Public transportation played a critical role in expanding the United States of America. Once upon a time it was the stagecoach that helped people go from point A to point B, followed by rail lines, trolley services, bus routes, subways, “El” trains and airplanes. However, as the automobile became the choice mode of getting around in the post WWII era, public transportation opportunities were relegated to bigger cities with larger populations rather than small towns or rural areas.
When community leaders in Allendale County, S.C., learned that there was a lack of alternative transportation between individuals and their employment, training, medical services, human service agencies and recreational amenities, they created the Allendale County Scooter.
Allendale County Scooter is a cooperative effort made possible by a variety of agencies, local service providers and government entities that gives citizens an affordable way to access local resources. Drivers are trained in vehicle operation, customer assistance, CPR, first aid and sensitivity in order to better address the needs of all customers.
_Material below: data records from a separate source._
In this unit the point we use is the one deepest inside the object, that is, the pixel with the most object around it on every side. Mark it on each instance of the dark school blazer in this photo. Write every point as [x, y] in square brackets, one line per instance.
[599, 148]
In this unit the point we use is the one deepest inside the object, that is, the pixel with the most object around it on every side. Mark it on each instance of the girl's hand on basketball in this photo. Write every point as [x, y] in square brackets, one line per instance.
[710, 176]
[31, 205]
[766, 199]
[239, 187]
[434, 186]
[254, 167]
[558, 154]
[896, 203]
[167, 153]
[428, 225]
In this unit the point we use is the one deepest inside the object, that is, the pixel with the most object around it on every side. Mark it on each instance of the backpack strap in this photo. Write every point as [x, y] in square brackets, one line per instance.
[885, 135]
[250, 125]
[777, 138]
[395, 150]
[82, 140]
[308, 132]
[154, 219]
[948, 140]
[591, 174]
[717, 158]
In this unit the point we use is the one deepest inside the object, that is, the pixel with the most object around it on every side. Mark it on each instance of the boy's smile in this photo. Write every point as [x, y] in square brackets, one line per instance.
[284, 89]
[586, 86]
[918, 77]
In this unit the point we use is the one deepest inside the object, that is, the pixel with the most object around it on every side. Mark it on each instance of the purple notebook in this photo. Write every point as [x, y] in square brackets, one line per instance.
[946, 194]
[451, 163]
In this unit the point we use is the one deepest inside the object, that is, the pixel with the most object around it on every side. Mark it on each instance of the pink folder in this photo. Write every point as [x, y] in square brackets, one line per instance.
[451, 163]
Most vehicles are accessible to people with disabilities.
“Public transportation is a critical piece to a town’s economic development,” said Rochelle Ferguson, First Transit general manager and executive director of Palmetto Breeze Transit. Together with the Daufuskie Island Ferry and Lowcountry Mobility Management services, PBT oversees the scooter program. “It provides increased economic opportunities for businesses as well as residents and links them with jobs, recreational opportunities and critical resources.”
However, small town mass transit is more than a service for the disabled. Communities have learned that mass transit programs can improve the quality of life for a variety of populations while promoting sustainability and cleaner municipalities. Mark McGregor, president and CEO of Virginia Regional Transit, said that public transportation benefits those with limited mobility, job seekers and everyday wage earners who need an affordable way to get to work everyday.
“Owning a car is expensive. Some families can’t afford to have two cars in the garage or to spend half of their paycheck on a car payment, insurance and fuel. Those who are disabled rely on public transportation to maintain an independent lifestyle, and those who are already on public assistance or are unemployed need these mass transit options to connect them with the resources necessary to improve their circumstances.”
But according to a 2012 report published by Reconnecting America, smaller communities have discovered the benefits of developing mass transit options in order to connect residents to local jobs and other resources.
Public transportation investments are being used to address the challenges of limited resources, populations both shrinking and growing older, industrial decline and the loss of farmland. Through strong partnerships and creative funding mechanisms, the initiative is creating stronger, healthier communities.
Rounding out infrastructure
While the statistics vary from state to state, McGregor said that for every high-end job in Virginia, it takes approximately three support workers to maintain the lifestyle associated with that job. That makes public transportation a critical component of a community’s infrastructure.
“Everyone relies on gas station attendants, supermarket cashiers and restaurant workers to be there when you need them. If you stop and think about the places where you do business, what would it be like if those people couldn’t get to work?” he asked.
Though mass transit may seem like an obvious option for small towns and rural areas, both McGregor and Ferguson said there are a number of challenges to establishing a public transportation program in a particular community. The public has to vote on it, it has to be funded, a support system has to be put in place and residents have to have access to it.
“It takes a lot of creativity to put it into place, but when you find people with perspective and who are willing to create those partnerships with area entities and other communities, you can overcome any barrier,” Ferguson said.
McGregor added that big cities tend to embrace mass transit readily, because it seems like more of an essential public service in those areas, but small communities need to realize how public transportation can benefit them as well. He encouraged communities to work together to establish bus routes and light rail systems that can connect their areas and provide opportunities for residents they may not have otherwise. Thought should also be given to the support structure such as bike trails, walking paths and other amenities that can revitalize a community.
“The federal government already has a program that will help pay for 50 percent of a mass transit system, and we contribute money to that program through our tax dollars,” he said. “If you aren’t taking advantage of that opportunity, another town will. Why not use that money to benefit your own community?”